Total: 5 transcendental operations. This is minimal for an analytical 3-DOF IK solution. Arithmetic operations: \(\sim10\) multiplications, \(\sim8\) additions.

C++ Implementation

#include <math.h>

#define L1 30.0f  // Coxa length (mm)
#define L2 100.0f // Femur length (mm)
#define L3 150.0f // Tibia length (mm)

// Elbow configuration: +1 = down, -1 = up
#define SIGMA 1.0f

static inline float clampf(float x, float lo, float hi) {
    return (x < lo) ? lo : ((x > hi) ? hi : x);
}

/**
* Compute 3-DOF spider leg IK
* 
* Inputs:
*   px, py, pz: target foot position, relative to leg mounting
* 
* Outputs:
*   theta1: coxa yaw (rad)
*   theta2: femur pitch (rad)
*   theta3: tibia pitch (rad)
*/
void legIK(float px, float py, float pz, 
           float *theta1, float *theta2, float *theta3) {

    // Step 1: Yaw about Z
    *theta1 = -atan2f(px, py);

    // Step 2: Projection to pitch plane
    float dy = sqrtf(px * px + py * py) - L1;
    float dz = pz;

    float r_sq = dy * dy + dz * dz;

    // Step 3: Hip triangle discriminant
    float C = L2 * L2 - L3 * L3 + r_sq;
    float disc = 4.0f * L2 * L2 * r_sq - C * C;
    float S = sqrtf(fmaxf(disc, 0.0f));

    // Step 4: Femur pitch
    *theta2 = atan2f(dz * C - SIGMA * dy * S, dy * C + SIGMA * dz * S);

    // Step 5: Tibia pitch
    float cos_theta3 = (L2 * L2 + L3 * L3 - r_sq) / (2.0f * L2 * L3);
    *theta3 = acosf(clampf(cos_theta3, -1.0f, 1.0f));
}

Optimization Notes

Memory layout: For multiple legs, use structure-of-arrays (SoA) layout rather than array-of-structures (AoS) to improve cache utilization:

// Efficient for 6 legs
float px[6], py[6], pz[6];
float theta1[6], theta2[6], theta3[6];

for (uint8_t i = 0; i < 6; i++) {
    legIK(px[i], py[i], pz[i], &theta1[i], &theta2[i], &theta3[i]);
}

Fixed-point arithmetic: On 8-bit AVR without FPU, consider Q16.16 fixed-point with lookup tables for atan2 and acos.
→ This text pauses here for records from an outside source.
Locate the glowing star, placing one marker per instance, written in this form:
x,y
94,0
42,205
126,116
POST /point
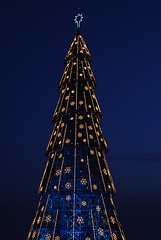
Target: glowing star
x,y
78,19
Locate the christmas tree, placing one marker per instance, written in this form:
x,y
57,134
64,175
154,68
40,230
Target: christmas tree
x,y
76,188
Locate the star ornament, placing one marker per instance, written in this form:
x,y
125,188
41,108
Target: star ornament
x,y
78,19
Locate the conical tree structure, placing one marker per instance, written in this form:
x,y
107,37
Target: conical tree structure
x,y
76,188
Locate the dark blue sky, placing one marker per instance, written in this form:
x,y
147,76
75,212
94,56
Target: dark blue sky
x,y
124,40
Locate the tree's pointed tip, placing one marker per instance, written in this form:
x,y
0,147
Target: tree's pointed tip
x,y
78,31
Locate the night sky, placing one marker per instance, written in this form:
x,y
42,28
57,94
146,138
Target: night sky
x,y
124,40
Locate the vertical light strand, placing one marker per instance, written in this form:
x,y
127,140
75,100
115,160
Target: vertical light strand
x,y
43,217
50,173
60,174
57,211
77,69
101,171
93,225
83,70
95,132
64,136
89,173
66,110
109,174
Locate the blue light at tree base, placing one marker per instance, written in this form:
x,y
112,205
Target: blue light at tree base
x,y
76,188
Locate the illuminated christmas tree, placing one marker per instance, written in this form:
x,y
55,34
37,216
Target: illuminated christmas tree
x,y
76,188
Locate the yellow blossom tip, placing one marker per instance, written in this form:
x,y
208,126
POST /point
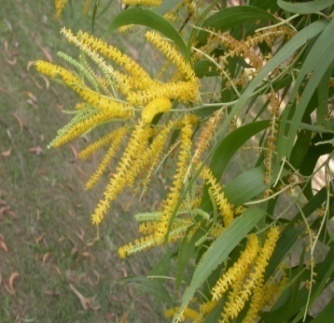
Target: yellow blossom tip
x,y
160,105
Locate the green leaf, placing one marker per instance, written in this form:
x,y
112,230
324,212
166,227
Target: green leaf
x,y
305,7
228,18
225,150
326,314
282,55
167,5
149,18
246,186
324,271
317,63
220,249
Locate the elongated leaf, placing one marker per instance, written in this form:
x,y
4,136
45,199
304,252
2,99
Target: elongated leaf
x,y
220,250
318,61
327,313
282,55
149,18
324,271
167,5
246,186
305,7
232,143
228,18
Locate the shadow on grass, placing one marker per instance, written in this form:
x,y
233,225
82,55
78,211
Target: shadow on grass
x,y
54,265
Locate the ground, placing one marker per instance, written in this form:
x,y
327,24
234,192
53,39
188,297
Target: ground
x,y
55,266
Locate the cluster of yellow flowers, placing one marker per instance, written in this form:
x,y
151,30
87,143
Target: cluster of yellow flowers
x,y
60,4
242,282
140,112
132,97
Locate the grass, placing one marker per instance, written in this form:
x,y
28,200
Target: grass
x,y
54,265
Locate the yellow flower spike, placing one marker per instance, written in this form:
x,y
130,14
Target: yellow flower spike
x,y
89,43
179,177
153,3
239,269
79,129
239,296
105,140
116,141
188,313
59,6
160,105
172,54
115,109
182,91
123,175
226,209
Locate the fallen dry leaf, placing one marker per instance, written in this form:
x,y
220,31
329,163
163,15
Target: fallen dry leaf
x,y
83,300
3,245
74,152
6,153
10,287
47,54
45,257
19,121
36,150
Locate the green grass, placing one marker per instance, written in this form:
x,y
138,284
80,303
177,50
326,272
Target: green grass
x,y
45,218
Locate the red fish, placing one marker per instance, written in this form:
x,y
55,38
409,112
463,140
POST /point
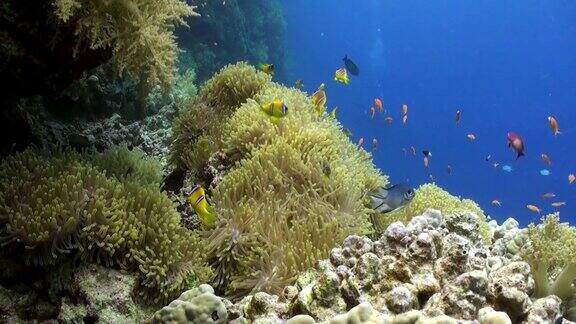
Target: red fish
x,y
378,104
554,125
516,143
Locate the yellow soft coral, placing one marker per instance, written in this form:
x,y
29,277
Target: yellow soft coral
x,y
138,32
55,203
551,253
431,196
280,210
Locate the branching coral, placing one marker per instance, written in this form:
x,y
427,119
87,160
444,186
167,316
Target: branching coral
x,y
432,196
551,253
280,210
55,203
139,32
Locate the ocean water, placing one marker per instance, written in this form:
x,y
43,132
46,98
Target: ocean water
x,y
506,64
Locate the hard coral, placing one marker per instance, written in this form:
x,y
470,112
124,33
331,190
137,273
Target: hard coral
x,y
233,85
432,196
138,32
551,253
55,203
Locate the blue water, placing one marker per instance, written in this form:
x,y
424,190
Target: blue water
x,y
506,64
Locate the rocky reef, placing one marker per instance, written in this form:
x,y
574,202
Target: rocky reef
x,y
434,269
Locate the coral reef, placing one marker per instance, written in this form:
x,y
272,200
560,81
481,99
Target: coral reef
x,y
152,135
138,33
128,165
54,205
427,271
197,130
198,305
551,253
431,196
276,202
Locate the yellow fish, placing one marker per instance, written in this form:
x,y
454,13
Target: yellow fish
x,y
334,112
198,201
342,76
299,84
266,68
319,99
276,109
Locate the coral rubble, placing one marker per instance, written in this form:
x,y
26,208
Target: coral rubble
x,y
434,269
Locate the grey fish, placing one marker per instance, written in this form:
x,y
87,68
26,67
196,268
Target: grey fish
x,y
351,66
391,198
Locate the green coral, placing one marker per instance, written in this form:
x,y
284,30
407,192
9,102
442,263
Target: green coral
x,y
138,32
197,130
233,85
431,196
551,253
129,165
55,203
281,212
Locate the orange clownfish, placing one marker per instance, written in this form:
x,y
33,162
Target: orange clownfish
x,y
198,201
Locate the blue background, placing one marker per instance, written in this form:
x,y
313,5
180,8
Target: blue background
x,y
506,64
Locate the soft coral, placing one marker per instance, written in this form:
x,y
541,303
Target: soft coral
x,y
551,252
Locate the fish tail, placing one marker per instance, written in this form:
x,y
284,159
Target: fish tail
x,y
207,218
520,154
274,119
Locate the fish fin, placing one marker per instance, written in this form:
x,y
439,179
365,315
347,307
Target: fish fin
x,y
381,194
390,186
275,120
383,208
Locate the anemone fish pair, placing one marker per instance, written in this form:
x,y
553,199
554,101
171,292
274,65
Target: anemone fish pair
x,y
275,109
267,68
197,200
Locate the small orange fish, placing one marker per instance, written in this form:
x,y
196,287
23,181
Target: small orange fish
x,y
533,208
404,109
546,159
554,125
378,104
548,195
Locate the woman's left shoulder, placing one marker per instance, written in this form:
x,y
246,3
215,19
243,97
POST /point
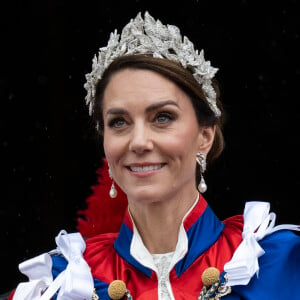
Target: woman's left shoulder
x,y
282,244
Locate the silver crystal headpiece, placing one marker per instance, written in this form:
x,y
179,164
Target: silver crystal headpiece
x,y
147,36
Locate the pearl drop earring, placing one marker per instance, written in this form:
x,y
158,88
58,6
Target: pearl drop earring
x,y
113,191
201,160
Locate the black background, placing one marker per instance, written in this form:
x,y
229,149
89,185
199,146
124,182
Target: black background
x,y
48,150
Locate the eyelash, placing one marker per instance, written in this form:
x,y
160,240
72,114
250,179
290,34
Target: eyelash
x,y
168,117
113,122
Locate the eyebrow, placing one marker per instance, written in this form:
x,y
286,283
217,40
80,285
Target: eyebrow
x,y
152,107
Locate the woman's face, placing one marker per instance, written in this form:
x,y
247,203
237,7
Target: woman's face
x,y
151,136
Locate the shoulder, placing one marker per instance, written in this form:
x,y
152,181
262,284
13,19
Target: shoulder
x,y
278,276
281,247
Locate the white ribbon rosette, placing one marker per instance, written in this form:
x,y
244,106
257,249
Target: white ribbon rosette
x,y
258,223
75,282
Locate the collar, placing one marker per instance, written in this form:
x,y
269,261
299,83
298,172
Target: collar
x,y
193,239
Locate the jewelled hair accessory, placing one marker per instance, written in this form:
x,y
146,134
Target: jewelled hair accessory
x,y
147,36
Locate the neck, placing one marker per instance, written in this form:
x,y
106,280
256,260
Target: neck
x,y
158,222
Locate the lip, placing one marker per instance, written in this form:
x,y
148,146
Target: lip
x,y
145,169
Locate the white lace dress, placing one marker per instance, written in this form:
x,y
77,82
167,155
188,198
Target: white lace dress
x,y
162,263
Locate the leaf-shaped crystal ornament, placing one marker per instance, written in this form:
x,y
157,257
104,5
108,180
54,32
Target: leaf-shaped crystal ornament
x,y
147,36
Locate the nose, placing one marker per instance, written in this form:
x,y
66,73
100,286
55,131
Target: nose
x,y
140,140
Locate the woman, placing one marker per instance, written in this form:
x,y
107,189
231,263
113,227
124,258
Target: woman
x,y
156,105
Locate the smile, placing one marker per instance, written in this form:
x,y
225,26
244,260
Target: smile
x,y
147,168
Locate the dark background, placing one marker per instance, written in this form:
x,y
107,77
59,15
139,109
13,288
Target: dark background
x,y
49,153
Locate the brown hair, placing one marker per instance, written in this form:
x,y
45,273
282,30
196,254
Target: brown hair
x,y
180,76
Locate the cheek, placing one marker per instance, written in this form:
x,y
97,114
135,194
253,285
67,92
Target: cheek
x,y
111,148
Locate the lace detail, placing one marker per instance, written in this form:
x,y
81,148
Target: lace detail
x,y
162,263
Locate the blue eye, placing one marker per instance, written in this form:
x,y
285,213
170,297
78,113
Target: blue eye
x,y
117,123
164,117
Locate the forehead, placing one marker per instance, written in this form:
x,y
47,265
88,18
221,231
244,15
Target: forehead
x,y
140,86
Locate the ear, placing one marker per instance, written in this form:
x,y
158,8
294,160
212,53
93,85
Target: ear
x,y
206,138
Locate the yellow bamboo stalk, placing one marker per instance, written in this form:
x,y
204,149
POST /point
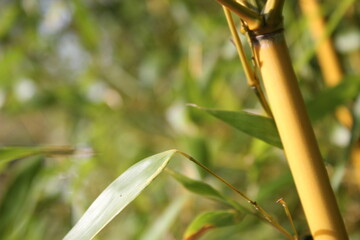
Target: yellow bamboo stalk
x,y
329,62
298,138
330,67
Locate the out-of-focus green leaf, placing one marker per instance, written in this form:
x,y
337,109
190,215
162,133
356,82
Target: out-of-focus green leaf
x,y
210,220
85,24
12,153
8,16
197,187
161,225
118,195
257,126
327,101
206,190
17,200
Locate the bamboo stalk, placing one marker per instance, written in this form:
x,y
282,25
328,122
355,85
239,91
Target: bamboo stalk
x,y
328,60
298,138
330,67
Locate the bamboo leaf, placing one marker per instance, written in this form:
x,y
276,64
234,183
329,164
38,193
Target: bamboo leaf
x,y
161,225
327,101
257,126
210,220
197,187
17,200
118,195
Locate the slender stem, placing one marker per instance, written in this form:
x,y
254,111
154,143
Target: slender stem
x,y
251,77
328,60
288,214
263,213
296,133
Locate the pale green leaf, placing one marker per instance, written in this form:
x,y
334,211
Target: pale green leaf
x,y
118,195
197,187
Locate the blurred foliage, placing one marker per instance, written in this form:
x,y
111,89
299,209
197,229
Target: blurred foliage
x,y
113,78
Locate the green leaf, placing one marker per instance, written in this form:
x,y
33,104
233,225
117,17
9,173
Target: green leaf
x,y
210,220
12,153
206,190
197,187
327,101
17,201
257,126
118,195
161,225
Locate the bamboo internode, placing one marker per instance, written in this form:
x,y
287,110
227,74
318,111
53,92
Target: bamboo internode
x,y
298,138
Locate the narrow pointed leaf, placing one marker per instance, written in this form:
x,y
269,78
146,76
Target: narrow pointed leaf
x,y
118,195
197,187
210,220
257,126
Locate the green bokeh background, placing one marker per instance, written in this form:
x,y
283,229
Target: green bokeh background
x,y
112,79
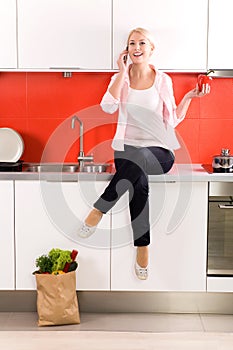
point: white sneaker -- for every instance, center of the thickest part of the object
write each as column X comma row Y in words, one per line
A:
column 86, row 230
column 141, row 272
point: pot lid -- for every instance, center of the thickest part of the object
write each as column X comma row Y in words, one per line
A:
column 11, row 145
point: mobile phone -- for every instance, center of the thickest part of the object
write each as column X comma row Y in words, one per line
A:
column 126, row 56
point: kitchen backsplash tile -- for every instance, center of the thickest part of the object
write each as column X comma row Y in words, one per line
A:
column 39, row 106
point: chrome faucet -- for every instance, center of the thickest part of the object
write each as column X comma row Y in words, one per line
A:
column 81, row 156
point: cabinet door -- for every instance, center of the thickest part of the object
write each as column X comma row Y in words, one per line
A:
column 8, row 57
column 48, row 215
column 7, row 235
column 220, row 50
column 64, row 34
column 179, row 29
column 178, row 219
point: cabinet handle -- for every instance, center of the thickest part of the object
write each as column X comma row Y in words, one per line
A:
column 225, row 206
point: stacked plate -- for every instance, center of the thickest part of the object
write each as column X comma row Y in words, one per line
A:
column 11, row 149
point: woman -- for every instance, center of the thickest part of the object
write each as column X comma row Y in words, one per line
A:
column 144, row 139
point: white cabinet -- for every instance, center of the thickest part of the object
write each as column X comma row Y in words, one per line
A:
column 178, row 218
column 8, row 57
column 220, row 50
column 179, row 28
column 64, row 34
column 7, row 260
column 48, row 215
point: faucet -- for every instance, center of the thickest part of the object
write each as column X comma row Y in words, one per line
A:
column 81, row 156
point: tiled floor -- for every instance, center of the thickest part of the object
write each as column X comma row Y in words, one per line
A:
column 119, row 331
column 124, row 322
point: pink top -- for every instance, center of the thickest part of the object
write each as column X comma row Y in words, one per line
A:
column 164, row 88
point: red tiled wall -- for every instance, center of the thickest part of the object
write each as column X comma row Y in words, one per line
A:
column 40, row 105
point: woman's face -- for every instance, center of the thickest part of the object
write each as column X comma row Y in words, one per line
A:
column 139, row 48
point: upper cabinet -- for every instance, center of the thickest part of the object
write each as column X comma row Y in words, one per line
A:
column 8, row 57
column 220, row 50
column 179, row 28
column 64, row 34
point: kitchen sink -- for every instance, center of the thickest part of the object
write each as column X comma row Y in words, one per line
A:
column 65, row 167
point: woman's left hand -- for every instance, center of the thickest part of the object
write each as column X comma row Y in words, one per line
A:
column 196, row 93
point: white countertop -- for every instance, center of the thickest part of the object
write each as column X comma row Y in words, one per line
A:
column 179, row 172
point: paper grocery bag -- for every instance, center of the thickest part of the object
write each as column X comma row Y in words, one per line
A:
column 57, row 301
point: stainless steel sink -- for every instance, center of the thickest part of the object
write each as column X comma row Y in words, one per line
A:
column 65, row 167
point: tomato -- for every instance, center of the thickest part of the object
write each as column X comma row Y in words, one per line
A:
column 203, row 79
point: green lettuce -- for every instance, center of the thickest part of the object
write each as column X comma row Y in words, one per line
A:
column 59, row 258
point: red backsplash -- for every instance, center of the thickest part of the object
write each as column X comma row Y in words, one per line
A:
column 40, row 106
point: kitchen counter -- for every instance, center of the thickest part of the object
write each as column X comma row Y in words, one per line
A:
column 179, row 172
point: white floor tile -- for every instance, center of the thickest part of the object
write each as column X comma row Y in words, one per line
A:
column 217, row 323
column 115, row 341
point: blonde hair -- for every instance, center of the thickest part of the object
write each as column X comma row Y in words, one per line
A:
column 145, row 33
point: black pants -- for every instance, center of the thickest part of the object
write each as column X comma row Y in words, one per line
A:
column 133, row 165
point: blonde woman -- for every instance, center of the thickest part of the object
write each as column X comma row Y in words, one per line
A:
column 144, row 139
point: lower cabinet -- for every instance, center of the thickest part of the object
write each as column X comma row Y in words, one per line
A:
column 178, row 218
column 48, row 215
column 7, row 261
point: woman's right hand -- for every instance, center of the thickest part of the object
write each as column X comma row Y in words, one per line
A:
column 121, row 63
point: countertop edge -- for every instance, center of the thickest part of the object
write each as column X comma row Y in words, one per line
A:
column 178, row 173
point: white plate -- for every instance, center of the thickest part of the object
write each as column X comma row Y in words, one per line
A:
column 11, row 145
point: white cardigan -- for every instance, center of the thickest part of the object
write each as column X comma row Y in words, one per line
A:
column 110, row 105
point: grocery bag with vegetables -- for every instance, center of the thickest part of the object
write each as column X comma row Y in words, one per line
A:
column 57, row 302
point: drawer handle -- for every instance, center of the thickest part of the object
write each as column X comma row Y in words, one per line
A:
column 225, row 206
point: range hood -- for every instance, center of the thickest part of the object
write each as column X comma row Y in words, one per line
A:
column 220, row 73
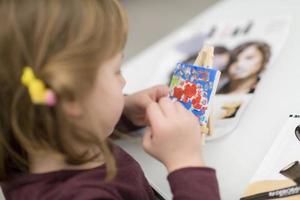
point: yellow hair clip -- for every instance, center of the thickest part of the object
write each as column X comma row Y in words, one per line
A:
column 38, row 92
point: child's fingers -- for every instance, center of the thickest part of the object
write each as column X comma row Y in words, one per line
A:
column 154, row 114
column 159, row 92
column 180, row 108
column 167, row 106
column 147, row 140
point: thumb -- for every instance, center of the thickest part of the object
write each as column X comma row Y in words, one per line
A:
column 147, row 140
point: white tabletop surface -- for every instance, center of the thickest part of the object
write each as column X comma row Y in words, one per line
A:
column 237, row 155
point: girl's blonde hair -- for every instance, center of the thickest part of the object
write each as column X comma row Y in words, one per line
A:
column 64, row 41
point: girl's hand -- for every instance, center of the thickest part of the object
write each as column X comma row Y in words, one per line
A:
column 174, row 135
column 136, row 104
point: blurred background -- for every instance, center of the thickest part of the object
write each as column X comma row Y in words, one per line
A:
column 151, row 20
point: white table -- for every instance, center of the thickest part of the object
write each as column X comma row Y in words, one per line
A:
column 237, row 155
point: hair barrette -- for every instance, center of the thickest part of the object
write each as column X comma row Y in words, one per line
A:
column 37, row 90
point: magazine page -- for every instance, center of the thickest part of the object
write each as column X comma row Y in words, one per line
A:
column 280, row 167
column 244, row 50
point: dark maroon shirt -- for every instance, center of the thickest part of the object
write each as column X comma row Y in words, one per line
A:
column 129, row 184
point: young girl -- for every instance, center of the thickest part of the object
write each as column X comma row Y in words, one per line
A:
column 61, row 97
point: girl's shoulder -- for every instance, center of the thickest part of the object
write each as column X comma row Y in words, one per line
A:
column 82, row 184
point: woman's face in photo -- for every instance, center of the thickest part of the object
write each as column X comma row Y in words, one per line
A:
column 248, row 62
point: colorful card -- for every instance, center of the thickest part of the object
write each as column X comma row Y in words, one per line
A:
column 194, row 87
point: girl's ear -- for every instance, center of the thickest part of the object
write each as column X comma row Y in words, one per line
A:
column 72, row 108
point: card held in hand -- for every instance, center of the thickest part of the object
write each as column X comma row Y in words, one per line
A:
column 194, row 87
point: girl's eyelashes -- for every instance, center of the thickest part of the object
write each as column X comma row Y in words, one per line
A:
column 119, row 72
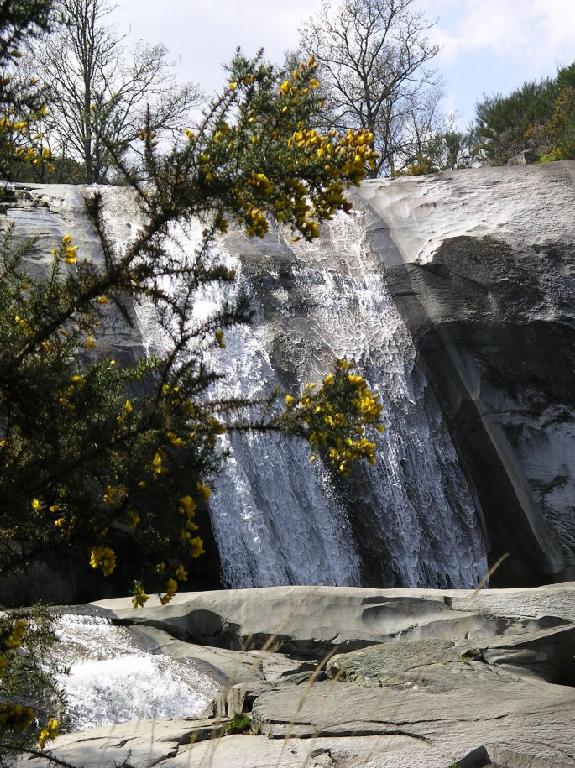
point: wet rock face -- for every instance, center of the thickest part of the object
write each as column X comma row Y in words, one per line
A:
column 481, row 265
column 438, row 678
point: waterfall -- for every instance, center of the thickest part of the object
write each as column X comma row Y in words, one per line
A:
column 278, row 519
column 113, row 678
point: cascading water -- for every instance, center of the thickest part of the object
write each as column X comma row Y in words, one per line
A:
column 113, row 679
column 278, row 519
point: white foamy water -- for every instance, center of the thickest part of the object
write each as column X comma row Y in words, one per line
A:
column 277, row 519
column 112, row 680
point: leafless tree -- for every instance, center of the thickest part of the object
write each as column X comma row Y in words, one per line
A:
column 373, row 58
column 99, row 92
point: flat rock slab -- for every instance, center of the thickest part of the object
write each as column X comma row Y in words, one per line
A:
column 435, row 678
column 314, row 620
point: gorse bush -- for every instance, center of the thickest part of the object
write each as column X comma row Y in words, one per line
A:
column 538, row 117
column 111, row 459
column 29, row 693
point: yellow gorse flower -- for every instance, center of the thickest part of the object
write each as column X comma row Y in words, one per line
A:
column 103, row 558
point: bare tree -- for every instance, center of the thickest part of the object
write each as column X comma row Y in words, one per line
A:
column 99, row 92
column 373, row 58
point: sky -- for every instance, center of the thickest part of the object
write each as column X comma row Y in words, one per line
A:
column 487, row 46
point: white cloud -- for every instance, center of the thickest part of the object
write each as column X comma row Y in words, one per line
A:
column 539, row 32
column 204, row 34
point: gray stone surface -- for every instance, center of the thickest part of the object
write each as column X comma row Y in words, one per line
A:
column 440, row 677
column 481, row 264
column 311, row 620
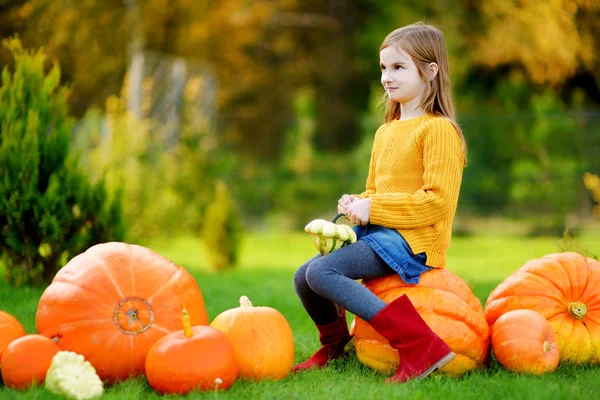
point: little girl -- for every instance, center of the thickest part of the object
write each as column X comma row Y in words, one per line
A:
column 404, row 217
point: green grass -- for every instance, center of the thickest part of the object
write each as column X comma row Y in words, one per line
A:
column 265, row 274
Interpolated tables with 256 entries provide sufficient accuracy (<0.5°) while reducing computation time by 10-20x.

Fast inverse square root: The Quake III algorithm can approximate \(1/\sqrt{x}\) with 2-3x speedup, but modern sqrtf implementations are typically optimized enough for this application.